The Worship Experience and Consumerism: What You Need to Know
Marketers have realized that consumers no longer just want to buy a product; they also want to buy an experience with that product. In fact, sometimes more emphasis is placed on the experience than the product. Think about some of those pizza arcades where you celebrated your children’s birthdays. Fortunately the experience was memorable because the pizza certainly wasn’t. Instead of just purchasing a cup of coffee we also now want the experience of purchasing a cup of coffee.

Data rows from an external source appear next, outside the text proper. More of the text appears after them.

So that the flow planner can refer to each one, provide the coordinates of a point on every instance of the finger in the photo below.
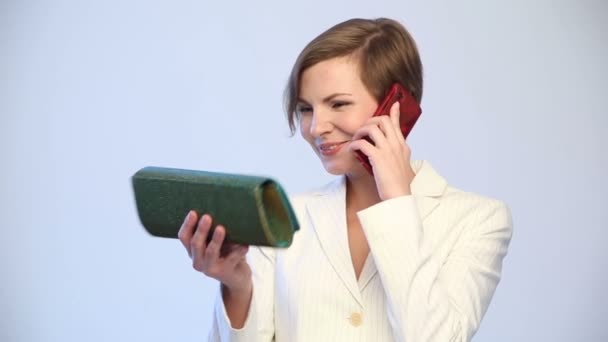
(212, 253)
(187, 229)
(364, 146)
(387, 126)
(395, 115)
(236, 255)
(374, 132)
(198, 244)
(227, 248)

We are even willing to pay extra for the sights, sounds and smells with an added experiential bonus if the barista knows our name.

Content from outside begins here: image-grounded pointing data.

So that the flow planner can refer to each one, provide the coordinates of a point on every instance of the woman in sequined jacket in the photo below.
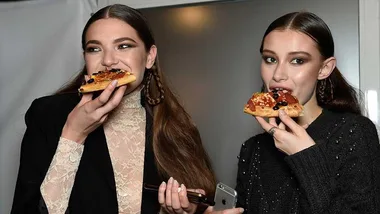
(326, 161)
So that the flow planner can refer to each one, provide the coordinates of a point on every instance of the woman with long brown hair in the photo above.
(92, 154)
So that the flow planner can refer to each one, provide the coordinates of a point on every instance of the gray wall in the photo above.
(210, 55)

Marketing is an intentional process of identifying who the consumer is, determining the wants and needs of that consumer, and offering a product that satisfies those wants and needs in order to secure their loyalties better than competitors do.
Some of us plan and lead worship the same way.

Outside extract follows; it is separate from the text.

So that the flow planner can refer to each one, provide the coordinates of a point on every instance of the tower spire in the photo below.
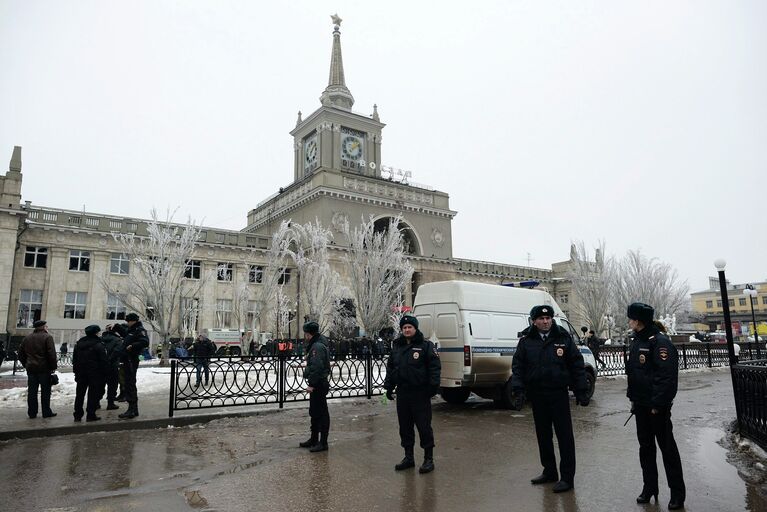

In an effort to entice more participation, churches offer worship service preferential experiences to get consumers in the door, sometimes even at the expense of quality or honesty. Those marketing headlines attract visitors with hooks such as traditional, contemporary, blended, friendly, family, fellowship, multisensory, relevant, modern, casual, classic or even coffee. But when guests realize worship is something you give, not something you get, how will we encourage them to stay? If we market just by catering to experiential tastes, what will we offer when those tastes change?
We can experience a fine meal. We can experience a baseball game, concert or an amusement park. An experience is an event or occurrence. In fact we even call what we do on Sunday a worship experience. But an experience is something that is done to us or for us. Worship is something we do.
We don’t experience worship…we experience God. Our response to that experience is worship. We can experience the many facets of God inside or outside a worship service but the experience or encounter is not worship, our response is. So a worship service built on an experience alone is shortsighted if it never allows us an opportunity to respond.
God’s revelation (experience) is when he offers us a glimpse of his activity, his will, his attributes, his judgment, his discipline, his comfort, his hope and his promises. Our response is the sometimes spontaneous and sometimes prepared reply to that experience…worship.
Depending on worship as an experience can cause us to be satisfied with the sensations elicited by that experience. Consequently, we might select and sing certain songs or even styles of songs because of the experience and then never move beyond that experience to worship. The end result of experiential consumerism is that our songs and sermons must create and recreate that same experience each week or worshipers will leave our services believing worship couldn’t and didn’t occur.